Dexterous Manipulation Tasks (MyoSuite, Success Rate)¶
| Task | IQL+SAC | CFIL+SAC | HyPE | IQ-MPC |
|---|---|---|---|---|
| Key Turn | 0.72±0.04 | 0.65±0.08 | 0.55±0.09 | 0.87±0.03 |
| Object Hold | 0.00±0.00 | 0.01±0.01 | 0.13±0.10 | 0.96±0.03 |
| Pen Twirl | 0.00±0.00 | 0.00±0.00 | 0.00±0.00 | 0.73±0.05 |
- Only uses 100 expert trajectories (each of 100 steps).
- Baselines all achieve a 0% success rate in the Pen Twirl task, while IQ-MPC reaches 73%.
Visual Input Experiments (DMControl, Image Observations)¶
- Only replaces the encoder with a shallow convolutional network, leaving the rest of the model unchanged.
- Outperforms the visual version of IQL+SAC significantly on Cheetah Run and Walker Run.
- Matches baseline performance on Walker Walk.
Ablation Study on Number of Expert Trajectories¶
- Hopper Hop: Reaches expert-level performance with only 10 expert trajectories (100 trajectories converge faster).
- Object Hold: Reaches expert-level performance with only 5 expert trajectories.
- In Hopper Hop, instability arises with only 5 trajectories.
Highlights & Insights¶
- Reward-free World Model: Decodes rewards directly from Q-values using the inverse Bellman operator, completely eliminating reward model training and lowering system complexity.
- Q-Policy Space Optimization: Reformulates the traditional min-max problem in the reward-policy space into optimization in the Q-policy space, yielding theoretically and experimentally proven training stability.
- Theoretical Guarantees: Proves that the training objective simultaneously minimizes the upper bound of the policy return discrepancy (comprising T1: distribution matching + T2: dynamics consistency).
- Breakthrough in Dexterous Manipulation: On high-dimensional musculoskeletal control tasks in MyoSuite, where baseline methods almost entirely fail (success rate ~0%), IQ-MPC still achieves a 73-96% success rate.
- Data Efficiency: Achieves expert-level performance with only 5-10 expert trajectories, demonstrating exceptional sample efficiency.
- Modality-agnostic Design: Highly flexible architecture requiring only an encoder replacement when transitioning from state to visual inputs.
Limitations & Future Work¶
- Expert Data Acquisition: Still requires sampling expert trajectories from a pre-trained TD-MPC2 model; obtaining high-quality expert demonstrations in real-world scenarios can be difficult.

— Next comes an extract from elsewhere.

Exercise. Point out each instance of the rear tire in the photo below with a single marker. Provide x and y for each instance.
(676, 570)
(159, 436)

- Computational Overhead: MPPI planning requires multiple iterations of sampling and rollouts, incurring higher inference costs than policy-only methods.
- Deterministic Environment Assumptions: Most experiment environments feature deterministic dynamics; performance in high-stochasticity environments remains to be verified.

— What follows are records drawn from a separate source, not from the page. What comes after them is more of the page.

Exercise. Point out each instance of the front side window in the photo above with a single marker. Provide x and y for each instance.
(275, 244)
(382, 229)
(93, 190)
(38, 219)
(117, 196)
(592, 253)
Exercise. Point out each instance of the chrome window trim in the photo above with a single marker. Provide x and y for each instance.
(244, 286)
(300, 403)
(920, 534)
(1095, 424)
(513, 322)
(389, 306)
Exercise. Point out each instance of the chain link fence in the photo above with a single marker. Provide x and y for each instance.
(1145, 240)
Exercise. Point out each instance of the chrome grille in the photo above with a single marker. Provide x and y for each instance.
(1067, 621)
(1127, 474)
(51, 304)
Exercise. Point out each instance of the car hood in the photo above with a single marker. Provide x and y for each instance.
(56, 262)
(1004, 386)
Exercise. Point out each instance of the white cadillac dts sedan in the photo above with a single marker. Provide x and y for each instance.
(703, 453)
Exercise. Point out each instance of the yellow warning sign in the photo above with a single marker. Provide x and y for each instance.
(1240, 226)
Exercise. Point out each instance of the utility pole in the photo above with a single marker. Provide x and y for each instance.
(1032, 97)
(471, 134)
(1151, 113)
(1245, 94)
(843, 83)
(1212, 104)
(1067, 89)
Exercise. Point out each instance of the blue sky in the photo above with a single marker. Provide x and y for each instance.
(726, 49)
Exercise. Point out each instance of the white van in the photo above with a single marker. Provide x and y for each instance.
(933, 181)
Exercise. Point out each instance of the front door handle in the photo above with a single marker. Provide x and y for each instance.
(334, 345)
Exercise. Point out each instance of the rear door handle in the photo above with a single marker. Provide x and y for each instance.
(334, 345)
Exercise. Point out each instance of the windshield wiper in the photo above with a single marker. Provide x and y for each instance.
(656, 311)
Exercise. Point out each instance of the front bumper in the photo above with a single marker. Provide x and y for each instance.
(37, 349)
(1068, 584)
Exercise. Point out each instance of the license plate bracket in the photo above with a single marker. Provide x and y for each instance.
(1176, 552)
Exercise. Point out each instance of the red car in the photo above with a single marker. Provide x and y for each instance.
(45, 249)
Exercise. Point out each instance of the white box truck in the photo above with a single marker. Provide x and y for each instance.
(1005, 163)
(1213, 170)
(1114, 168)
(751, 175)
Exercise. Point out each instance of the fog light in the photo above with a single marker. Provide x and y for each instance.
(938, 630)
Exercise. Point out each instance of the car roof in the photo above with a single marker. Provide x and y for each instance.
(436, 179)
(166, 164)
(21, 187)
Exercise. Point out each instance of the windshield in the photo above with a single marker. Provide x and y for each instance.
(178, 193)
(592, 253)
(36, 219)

- Single-task Design: Trains an independent world model for each task, lacking cross-task generalization capabilities.
- Lack of Real-robot Validation: All experiments are conducted in simulated environments; sim-to-real transfer is not discussed.
Related Work & Insights¶
- IQ-Learn (Garg et al., 2021): Serves as the theoretical foundation for this work, introducing inverse soft-Q learning to shift IRL optimization from the reward space to the Q space.
- TD-MPC / TD-MPC2 (Hansen et al., 2022/2023): Serves as the architectural blueprint for this work, offering a decoder-free world model + MPPI planning framework.

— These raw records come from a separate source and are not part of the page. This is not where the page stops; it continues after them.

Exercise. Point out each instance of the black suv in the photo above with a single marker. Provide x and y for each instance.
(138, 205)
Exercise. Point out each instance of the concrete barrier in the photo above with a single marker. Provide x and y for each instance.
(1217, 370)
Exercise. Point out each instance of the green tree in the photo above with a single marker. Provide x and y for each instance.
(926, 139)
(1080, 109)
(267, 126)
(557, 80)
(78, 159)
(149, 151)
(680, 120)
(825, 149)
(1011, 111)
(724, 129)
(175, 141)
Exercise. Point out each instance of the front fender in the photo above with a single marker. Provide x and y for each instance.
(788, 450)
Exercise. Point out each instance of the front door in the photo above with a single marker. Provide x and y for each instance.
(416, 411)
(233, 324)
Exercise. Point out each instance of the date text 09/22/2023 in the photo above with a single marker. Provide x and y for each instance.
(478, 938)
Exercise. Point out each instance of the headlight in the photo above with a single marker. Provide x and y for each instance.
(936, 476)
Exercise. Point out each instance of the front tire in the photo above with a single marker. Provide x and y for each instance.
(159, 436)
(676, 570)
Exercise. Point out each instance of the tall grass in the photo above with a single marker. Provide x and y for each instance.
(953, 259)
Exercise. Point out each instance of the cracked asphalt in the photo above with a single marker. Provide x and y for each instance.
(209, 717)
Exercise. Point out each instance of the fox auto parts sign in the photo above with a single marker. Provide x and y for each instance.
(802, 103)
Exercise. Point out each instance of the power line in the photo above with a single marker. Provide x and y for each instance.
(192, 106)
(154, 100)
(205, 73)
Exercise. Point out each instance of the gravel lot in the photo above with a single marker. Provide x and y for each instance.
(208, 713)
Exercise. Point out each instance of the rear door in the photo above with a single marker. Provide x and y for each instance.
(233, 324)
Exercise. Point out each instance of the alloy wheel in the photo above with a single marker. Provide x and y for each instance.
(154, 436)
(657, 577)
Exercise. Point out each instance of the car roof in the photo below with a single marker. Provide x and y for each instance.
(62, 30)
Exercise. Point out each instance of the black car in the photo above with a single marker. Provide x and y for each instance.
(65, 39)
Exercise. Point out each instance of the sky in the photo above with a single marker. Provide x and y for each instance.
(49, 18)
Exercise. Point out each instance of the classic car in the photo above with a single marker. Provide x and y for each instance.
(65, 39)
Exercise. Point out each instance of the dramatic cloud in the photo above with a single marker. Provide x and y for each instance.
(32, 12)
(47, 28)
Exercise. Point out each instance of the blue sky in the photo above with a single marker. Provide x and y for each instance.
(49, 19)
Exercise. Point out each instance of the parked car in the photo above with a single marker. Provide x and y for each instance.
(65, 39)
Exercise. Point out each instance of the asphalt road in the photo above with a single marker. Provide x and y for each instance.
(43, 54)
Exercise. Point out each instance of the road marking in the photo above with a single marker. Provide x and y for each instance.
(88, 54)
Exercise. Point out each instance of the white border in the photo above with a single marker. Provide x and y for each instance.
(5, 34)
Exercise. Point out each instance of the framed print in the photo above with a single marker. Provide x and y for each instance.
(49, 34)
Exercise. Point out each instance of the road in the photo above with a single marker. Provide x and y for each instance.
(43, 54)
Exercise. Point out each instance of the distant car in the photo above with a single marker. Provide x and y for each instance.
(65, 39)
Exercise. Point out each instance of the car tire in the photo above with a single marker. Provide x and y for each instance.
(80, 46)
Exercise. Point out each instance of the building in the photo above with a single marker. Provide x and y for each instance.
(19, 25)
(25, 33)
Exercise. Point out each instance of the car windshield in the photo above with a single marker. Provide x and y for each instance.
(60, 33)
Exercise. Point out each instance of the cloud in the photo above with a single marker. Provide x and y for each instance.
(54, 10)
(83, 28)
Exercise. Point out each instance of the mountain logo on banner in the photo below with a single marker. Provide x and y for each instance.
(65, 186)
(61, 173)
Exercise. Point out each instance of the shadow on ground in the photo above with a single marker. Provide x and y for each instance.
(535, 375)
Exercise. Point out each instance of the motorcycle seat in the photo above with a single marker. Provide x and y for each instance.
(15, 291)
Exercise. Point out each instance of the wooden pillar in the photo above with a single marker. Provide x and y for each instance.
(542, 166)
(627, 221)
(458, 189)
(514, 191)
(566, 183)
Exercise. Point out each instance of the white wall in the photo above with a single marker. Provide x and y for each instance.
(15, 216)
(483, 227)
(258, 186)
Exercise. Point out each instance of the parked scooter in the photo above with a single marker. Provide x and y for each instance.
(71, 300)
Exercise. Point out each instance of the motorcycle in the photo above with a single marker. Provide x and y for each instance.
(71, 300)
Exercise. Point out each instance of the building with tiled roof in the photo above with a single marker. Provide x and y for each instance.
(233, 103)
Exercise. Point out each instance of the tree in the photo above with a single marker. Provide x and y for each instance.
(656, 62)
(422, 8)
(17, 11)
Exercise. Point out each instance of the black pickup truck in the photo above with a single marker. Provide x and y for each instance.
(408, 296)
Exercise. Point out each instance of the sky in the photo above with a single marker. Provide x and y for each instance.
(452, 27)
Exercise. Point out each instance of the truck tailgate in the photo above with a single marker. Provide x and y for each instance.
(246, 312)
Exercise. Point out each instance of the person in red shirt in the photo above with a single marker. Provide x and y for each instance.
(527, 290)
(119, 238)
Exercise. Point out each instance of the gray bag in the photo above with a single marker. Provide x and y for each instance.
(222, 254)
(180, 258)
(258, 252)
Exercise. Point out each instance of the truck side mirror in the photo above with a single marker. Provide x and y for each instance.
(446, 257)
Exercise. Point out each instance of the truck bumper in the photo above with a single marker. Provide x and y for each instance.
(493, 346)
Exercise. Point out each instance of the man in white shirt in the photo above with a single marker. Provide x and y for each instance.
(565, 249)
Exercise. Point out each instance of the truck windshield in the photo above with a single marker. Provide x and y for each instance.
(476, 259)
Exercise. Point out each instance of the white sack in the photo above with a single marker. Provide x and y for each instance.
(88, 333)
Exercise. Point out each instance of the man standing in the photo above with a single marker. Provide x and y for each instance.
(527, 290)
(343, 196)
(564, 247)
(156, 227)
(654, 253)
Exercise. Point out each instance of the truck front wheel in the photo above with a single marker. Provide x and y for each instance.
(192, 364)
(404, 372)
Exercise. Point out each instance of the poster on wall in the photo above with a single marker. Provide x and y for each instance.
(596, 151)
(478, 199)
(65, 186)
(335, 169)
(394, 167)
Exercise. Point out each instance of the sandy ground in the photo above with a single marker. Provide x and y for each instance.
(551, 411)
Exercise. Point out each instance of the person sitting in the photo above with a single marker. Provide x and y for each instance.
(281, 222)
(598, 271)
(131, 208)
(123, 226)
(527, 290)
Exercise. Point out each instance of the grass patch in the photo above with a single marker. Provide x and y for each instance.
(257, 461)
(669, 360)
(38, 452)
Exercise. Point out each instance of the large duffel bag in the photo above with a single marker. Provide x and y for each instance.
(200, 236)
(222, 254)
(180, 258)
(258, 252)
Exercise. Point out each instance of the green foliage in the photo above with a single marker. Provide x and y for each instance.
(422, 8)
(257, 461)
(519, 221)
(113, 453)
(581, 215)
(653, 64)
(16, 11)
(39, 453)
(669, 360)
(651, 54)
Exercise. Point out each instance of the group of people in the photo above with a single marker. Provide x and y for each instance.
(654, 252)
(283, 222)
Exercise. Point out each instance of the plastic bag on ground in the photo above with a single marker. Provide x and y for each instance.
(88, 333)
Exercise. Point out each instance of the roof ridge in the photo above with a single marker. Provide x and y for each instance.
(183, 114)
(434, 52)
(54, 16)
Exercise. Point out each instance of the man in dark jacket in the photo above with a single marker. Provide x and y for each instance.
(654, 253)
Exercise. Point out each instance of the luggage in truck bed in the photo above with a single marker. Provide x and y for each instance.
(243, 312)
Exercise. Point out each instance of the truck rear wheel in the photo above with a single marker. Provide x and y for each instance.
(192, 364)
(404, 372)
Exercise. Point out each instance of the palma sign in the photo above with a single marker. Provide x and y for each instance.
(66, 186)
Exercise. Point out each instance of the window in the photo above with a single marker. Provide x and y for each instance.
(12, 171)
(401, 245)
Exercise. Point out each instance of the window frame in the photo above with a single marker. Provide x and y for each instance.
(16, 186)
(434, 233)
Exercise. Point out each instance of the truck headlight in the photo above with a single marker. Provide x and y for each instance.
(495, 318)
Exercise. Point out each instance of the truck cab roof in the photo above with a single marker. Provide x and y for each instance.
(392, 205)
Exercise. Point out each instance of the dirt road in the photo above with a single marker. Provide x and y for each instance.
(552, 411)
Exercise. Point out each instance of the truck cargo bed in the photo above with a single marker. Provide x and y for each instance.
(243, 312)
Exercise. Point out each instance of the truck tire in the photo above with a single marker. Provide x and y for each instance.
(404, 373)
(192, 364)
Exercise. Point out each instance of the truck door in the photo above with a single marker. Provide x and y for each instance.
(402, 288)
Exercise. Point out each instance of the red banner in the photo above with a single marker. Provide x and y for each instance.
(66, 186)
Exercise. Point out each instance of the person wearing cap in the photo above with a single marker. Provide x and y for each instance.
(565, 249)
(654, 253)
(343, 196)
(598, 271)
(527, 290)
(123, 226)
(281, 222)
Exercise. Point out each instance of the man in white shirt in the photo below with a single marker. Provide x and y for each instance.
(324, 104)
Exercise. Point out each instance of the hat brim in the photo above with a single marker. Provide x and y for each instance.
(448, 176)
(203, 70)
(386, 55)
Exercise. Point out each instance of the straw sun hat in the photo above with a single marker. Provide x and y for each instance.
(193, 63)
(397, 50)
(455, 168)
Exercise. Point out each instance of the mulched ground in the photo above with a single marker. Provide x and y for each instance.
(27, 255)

- GAIL (Ho & Ermon, 2016): Classic adversarial imitation learning; this work builds upon it by resolving the instability of min-max optimization.
- CMIL (Kolev et al., 2024): Conservative world model for imitation learning in visual manipulation; its bounded suboptimality lemma is referenced in the theoretical analysis.
Rating¶
- Novelty: ⭐⭐⭐⭐ — Combining a decoder-free world model with inverse soft-Q learning for online imitation learning is a novel combination; the reward-free planning design is simple and elegant.
- Experimental Thoroughness: ⭐⭐⭐⭐ — Covers three categories of tasks (locomotion, manipulation, and vision) with thorough ablation studies, though it lacks real-robot validation.
- Writing Quality: ⭐⭐⭐⭐ — The theoretical derivations are clear, experimental descriptions are comprehensive, and notations are consistent and standardized.
- Value: ⭐⭐⭐⭐ — The breakthrough performance in dexterous manipulation (baselines success rate ~0% vs. IQ-MPC 73-96%) demonstrates the practical value of the method.